One day, we were driven to Panjim North of Colva, and stopped for lunch in the city’s tall Mandovi Hotel. The food served in its grandiose dining room was good. However, what impressed me most was that the hotel, which was built as a luxury establishment when the Portuguese ruled Goa, was a perfectly preserved and well maintained example of an old-fashioned inter-war European grand hotel.
Because the hotel at Colva was, to put it mildly, very badly managed, we left it sooner than we had planned and spent a few days in the Mandovi. As far as I can recall, the hotel was both comfortable and well managed.
In 2018, we paid another visit to Panjim, and had a meal in its restaurant, which looked the same as it did in 2007. Sadly, the quality of the cooking and service had deteriorated.
The Mandovi Hotel was constructed on a plot that had belonged to a Noronha family. The seven storied building was ready to receive its first guests in December 1952, on the day that the Cardinal of Lisbon arrived in Goa. The hotel was where important Portuguese persons stayed. It was the best hotel in all of the territories ruled by Portugal. Stepping inside it was like taking a time trip back to the 1950s, if not before.
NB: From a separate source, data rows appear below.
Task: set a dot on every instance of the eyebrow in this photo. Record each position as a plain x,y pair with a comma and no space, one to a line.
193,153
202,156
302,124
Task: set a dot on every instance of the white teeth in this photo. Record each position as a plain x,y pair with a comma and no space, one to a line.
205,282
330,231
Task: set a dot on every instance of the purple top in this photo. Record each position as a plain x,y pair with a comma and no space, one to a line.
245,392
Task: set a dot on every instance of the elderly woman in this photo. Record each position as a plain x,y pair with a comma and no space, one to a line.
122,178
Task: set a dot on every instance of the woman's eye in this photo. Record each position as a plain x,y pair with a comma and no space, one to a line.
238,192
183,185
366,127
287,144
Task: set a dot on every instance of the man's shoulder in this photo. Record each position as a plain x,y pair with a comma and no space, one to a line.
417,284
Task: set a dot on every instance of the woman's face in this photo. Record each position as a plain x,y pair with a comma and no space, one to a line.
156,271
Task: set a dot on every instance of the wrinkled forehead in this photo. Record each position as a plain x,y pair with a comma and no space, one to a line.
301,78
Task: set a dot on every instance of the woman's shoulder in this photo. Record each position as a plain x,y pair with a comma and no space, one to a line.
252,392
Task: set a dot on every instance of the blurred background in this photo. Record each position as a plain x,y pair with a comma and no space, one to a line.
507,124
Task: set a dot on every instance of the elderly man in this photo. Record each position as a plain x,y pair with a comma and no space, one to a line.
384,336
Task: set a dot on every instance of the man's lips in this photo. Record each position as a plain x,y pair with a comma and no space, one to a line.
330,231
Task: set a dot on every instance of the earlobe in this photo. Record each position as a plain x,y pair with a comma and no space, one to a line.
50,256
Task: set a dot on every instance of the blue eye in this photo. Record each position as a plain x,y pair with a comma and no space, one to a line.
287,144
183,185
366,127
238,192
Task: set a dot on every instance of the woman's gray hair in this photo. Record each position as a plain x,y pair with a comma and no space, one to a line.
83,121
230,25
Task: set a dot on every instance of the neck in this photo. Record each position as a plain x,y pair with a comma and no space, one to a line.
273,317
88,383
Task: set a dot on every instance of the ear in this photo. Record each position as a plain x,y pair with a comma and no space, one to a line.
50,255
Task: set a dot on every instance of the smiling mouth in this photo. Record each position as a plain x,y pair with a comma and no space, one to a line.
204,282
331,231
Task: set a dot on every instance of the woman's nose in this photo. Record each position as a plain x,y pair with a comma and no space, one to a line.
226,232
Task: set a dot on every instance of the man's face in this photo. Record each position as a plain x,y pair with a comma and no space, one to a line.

Behind the hotel, away from the riverfront, there is a domed Chapel attached to the hotel. This was built by the Noronhas family in 1827, and has been used ever since.
December 2022 found us back in Panjim. We walked over to the Mandovi Hotel and were horrified to find that its main entrance was padlocked closed and the place looked lifeless. A bystander told us that the hotel closed about 4 years ago because the two families who own it are fighting over it in a court of law.
I hope that the Mandovi Hotel will reopen and that it’s remarkable late Art Deco and Indo-Portuguese decorative features will be preserved. Even if it’s interior is modernised, which would be a pity, I hope that the terracotta coloured bas-reliefs on the hotel’s external wall will be saved.